Darf ich fragen, welche Defekte an den Streben sich bei Dir ereignet haben? Damit möchte ich nicht SQlab in Misskredit bringen an dieser Stelle, sondern den eventuellen Hintergründen näher kommen.

Zum der Materialfrage bei den Streben. Materialtechnisch weist CroMo im Allgemeinen eine höhere Zugfestigkeit als Titan auf, was die Frage bereits beantwortet. Ich empfehle insbesondere "Hardcore-Hackern" meist die CroMo Variante. Das wenige an Mehrgewicht ist hier zweitrangig.

LG, Niels


----------



## supperharry (14. Januar 2021)

Hallo,

Ich fahre überwiegend AM/Enduro -Strecken, wiege so um die 95kg nackt bei 195cm Körpergröße.
Wie schon geschrieben, kommt mein Hintern eigentlich mit den 611-er Sätte in der 14-er Breite gut zurecht.
Nun ärgert es mich immer wieder, dass die Streben beim "unsanften" Hinsetzen nachgeben und der Sattel unbrauchbar wird. Enmal ist es mir passiert, dass auch der Grungkörper des sattels gebrochen war. Zwar sind die Leute von SQLab sehr kulant und bieten unproblematisch den Crashrreplacement an, aber es sieht so aus, als ob die Teile mit meinem Gewicht nicht klar kommen. Daher suche ich nach den Alternativen.
Ich hatte vor Jahren auf einem Leihbike schon mal einen Ergon Sattel (welches Modell, weiss ich nicht mehr) gehabt, kam damals aber damit gar nicht zurecht. Nun habe ich neulich gesehen, dass es bei euch die SM Enduro- Serie gibt, die mir optisch und beschreibungtechnisch gut gefällt. Ich wollte dem Pro Titan Carbon -Model eine Chance geben. Daher meine Frage, ob man von dem Sattel eine höhere Stabilität  im vergleich zu einem Ergowave activ zu erwarten wäre. Vor allem sehe ich bei Euch im Gegensatz zu SQlab keine Gewichtseinschränkungen.

Gruß
Harald


----------



## Ergon_Bike (15. Januar 2021)

supperharry schrieb:


> Hallo,
> 
> Ich fahre überwiegend AM/Enduro -Strecken, wiege so um die 95kg nackt bei 195cm Körpergröße.
> Wie schon geschrieben, kommt mein Hintern eigentlich mit den 611-er Sätte in der 14-er Breite gut zurecht.
> Nun ärgert es mich immer wieder, dass die Streben beim "unsanften" Hinsetzen nachgeben und der Sattel unbrauchbar wird. Enmal ist es mir passiert, dass auch der Grungkörper des sattels gebrochen war.

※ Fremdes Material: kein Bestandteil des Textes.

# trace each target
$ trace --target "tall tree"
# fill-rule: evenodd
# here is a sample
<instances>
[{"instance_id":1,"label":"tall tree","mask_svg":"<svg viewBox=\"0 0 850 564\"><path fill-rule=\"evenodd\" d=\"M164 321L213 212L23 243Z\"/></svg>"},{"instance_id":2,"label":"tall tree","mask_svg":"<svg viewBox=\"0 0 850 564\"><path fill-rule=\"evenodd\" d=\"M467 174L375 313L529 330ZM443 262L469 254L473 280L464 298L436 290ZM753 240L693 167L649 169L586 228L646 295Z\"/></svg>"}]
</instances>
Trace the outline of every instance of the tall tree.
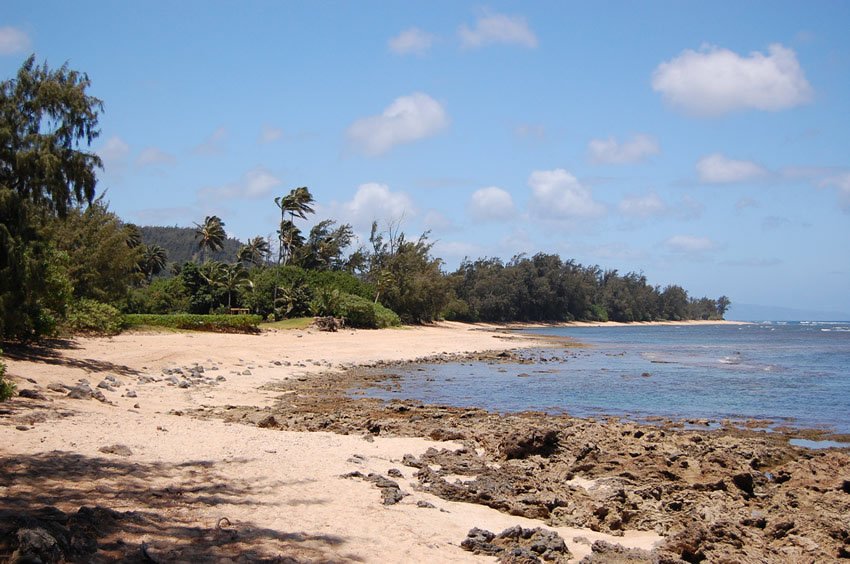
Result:
<instances>
[{"instance_id":1,"label":"tall tree","mask_svg":"<svg viewBox=\"0 0 850 564\"><path fill-rule=\"evenodd\" d=\"M261 266L265 264L269 256L269 243L262 237L248 239L248 242L239 248L236 259L243 264Z\"/></svg>"},{"instance_id":2,"label":"tall tree","mask_svg":"<svg viewBox=\"0 0 850 564\"><path fill-rule=\"evenodd\" d=\"M201 262L206 262L206 250L218 251L224 248L224 240L227 238L224 222L217 215L208 215L203 223L196 223L195 227L195 238L201 250Z\"/></svg>"},{"instance_id":3,"label":"tall tree","mask_svg":"<svg viewBox=\"0 0 850 564\"><path fill-rule=\"evenodd\" d=\"M286 196L275 198L274 203L280 208L280 230L278 231L280 247L277 262L286 266L287 261L292 258L292 232L295 227L295 218L307 219L307 214L314 213L315 200L306 186L300 186L293 188ZM286 223L287 214L289 214L289 223Z\"/></svg>"},{"instance_id":4,"label":"tall tree","mask_svg":"<svg viewBox=\"0 0 850 564\"><path fill-rule=\"evenodd\" d=\"M102 102L89 77L65 64L51 70L29 57L0 83L0 336L49 331L64 306L61 257L44 225L75 203L90 203L100 158ZM59 286L57 286L57 284Z\"/></svg>"},{"instance_id":5,"label":"tall tree","mask_svg":"<svg viewBox=\"0 0 850 564\"><path fill-rule=\"evenodd\" d=\"M143 245L142 257L139 261L140 270L145 275L145 279L150 282L151 279L165 270L165 264L168 262L168 253L159 245Z\"/></svg>"}]
</instances>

Nicht schön, aber das kann passieren...und leider auch bei unseren Sätteln. Denn dagegen ist kein Sattel wirklich gefeit.



supperharry schrieb:


> Zwar sind die Leute von SQLab sehr kulant und bieten unproblematisch den Crashrreplacement an, (...)



Das gibt es hingegen bei uns nicht, sondern wir entscheiden bzw. der Händler entscheidet im Einzelfall. Aber wie schon erwähnt, wird allgemein in der Radbranche dies als Fahrfehler eingestuft.



supperharry schrieb:


> aber es sieht so aus, als ob die Teile mit meinem Gewicht nicht klar kommen. Daher suche ich nach den Alternativen.
> Ich hatte vor Jahren auf einem Leihbike schon mal einen Ergon Sattel (welches Modell, weiss ich nicht mehr) gehabt, kam damals aber damit gar nicht zurecht.

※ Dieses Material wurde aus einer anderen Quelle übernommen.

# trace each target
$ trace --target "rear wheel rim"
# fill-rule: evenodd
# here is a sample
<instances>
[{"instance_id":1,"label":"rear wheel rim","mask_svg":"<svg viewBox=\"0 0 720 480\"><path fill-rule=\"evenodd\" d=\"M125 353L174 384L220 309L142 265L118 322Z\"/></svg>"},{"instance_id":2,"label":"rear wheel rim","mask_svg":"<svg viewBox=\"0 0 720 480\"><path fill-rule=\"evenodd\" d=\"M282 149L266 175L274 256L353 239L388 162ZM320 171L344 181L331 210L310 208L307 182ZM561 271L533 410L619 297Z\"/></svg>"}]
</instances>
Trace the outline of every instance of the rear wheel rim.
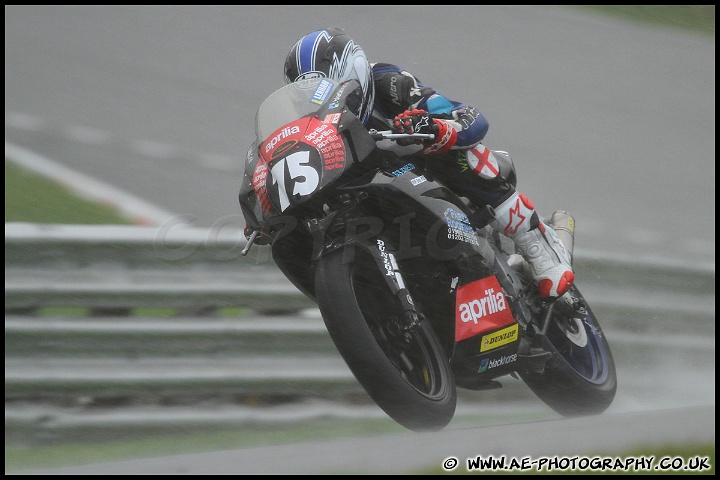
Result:
<instances>
[{"instance_id":1,"label":"rear wheel rim","mask_svg":"<svg viewBox=\"0 0 720 480\"><path fill-rule=\"evenodd\" d=\"M610 370L607 344L590 311L556 308L548 339L583 379L597 385L607 381Z\"/></svg>"}]
</instances>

Hört sich nach der alten SME3 Serie an, aber die wurde durch die SM Enduro Serie ersetzt.
Deine obengenannte 14cm Breite bei SQlab deutet bei uns auf die schmale S/M Version hin. Am besten nochmal checken mittels Saddle Selektor. Magst Du es trotzdem etwas komfortabel, kann ich Dir eher die breite M/L Version empfehlen, da hat auch der Pöppes ausreichend Platz drauf.

Warum erwähne ich das? Die SM Enduro Serie ist eher auf Race ausgelegt denn auf Komfort. 😉



supperharry schrieb:


> Vor allem sehe ich bei Euch im Gegensatz zu SQlab keine Gewichtseinschränkungen.



Doch, die haben wir...und zwar verallgemeinern wir, dass ab einem Systemgewicht von 100kg+ die jeweils bereitgestellte Funktion immer mehr abnimmt (je höher das Systemgewicht).

Hoffe, das hat ein wenig zur Aufklärung deiner Fragen beigetragen.

LG, Niels


----------



## supperharry (15. Januar 2021)

Danke für die ausführliche Antwort.



Ergon_Bike schrieb:


> Hört sich nach der alten SME3 Serie an, aber die wurde durch die SM Enduro Serie ersetzt.
> Deine obengenannte 14cm Breite bei SQlab deutet bei uns auf die schmale S/M Version hin. Am besten nochmal checken mittels Saddle Selektor. Magst Du es trotzdem etwas komfortabel, kann ich Dir eher die breite M/L Version empfehlen, da hat auch der Pöppes ausreichend Platz drauf.
> 
> Warum erwähne ich das? Die SM Enduro Serie ist eher auf Race ausgelegt denn auf Komfort. 😉



Beim SaddleSelektor lande ich zwischen den beiden Größen. Ich nehme den Breiteren.



Ergon_Bike schrieb:


> Doch, die haben wir...und zwar verallgemeinern wir, dass ab einem Systemgewicht von 100kg+ die jeweils bereitgestellte Funktion immer mehr abnimmt (je höher das Systemgewicht).
> 
> Hoffe, das hat ein wenig zur Aufklärung deiner Fragen beigetragen.
> 
> LG, Niels



Warum orientiert Ihr euch auf das Systemgewicht? Auf den Sattel wirkt doch nur das Körpergewicht + Klammoten.


----------



## Ergon_Bike (18. Januar 2021)

supperharry schrieb:


> Danke für die ausführliche Antwort.


Immer gerne, insofern es uns möglich ist.   



supperharry schrieb:


> Beim Saddle Selektor lande ich zwischen den beiden Größen. Ich nehme den Breiteren.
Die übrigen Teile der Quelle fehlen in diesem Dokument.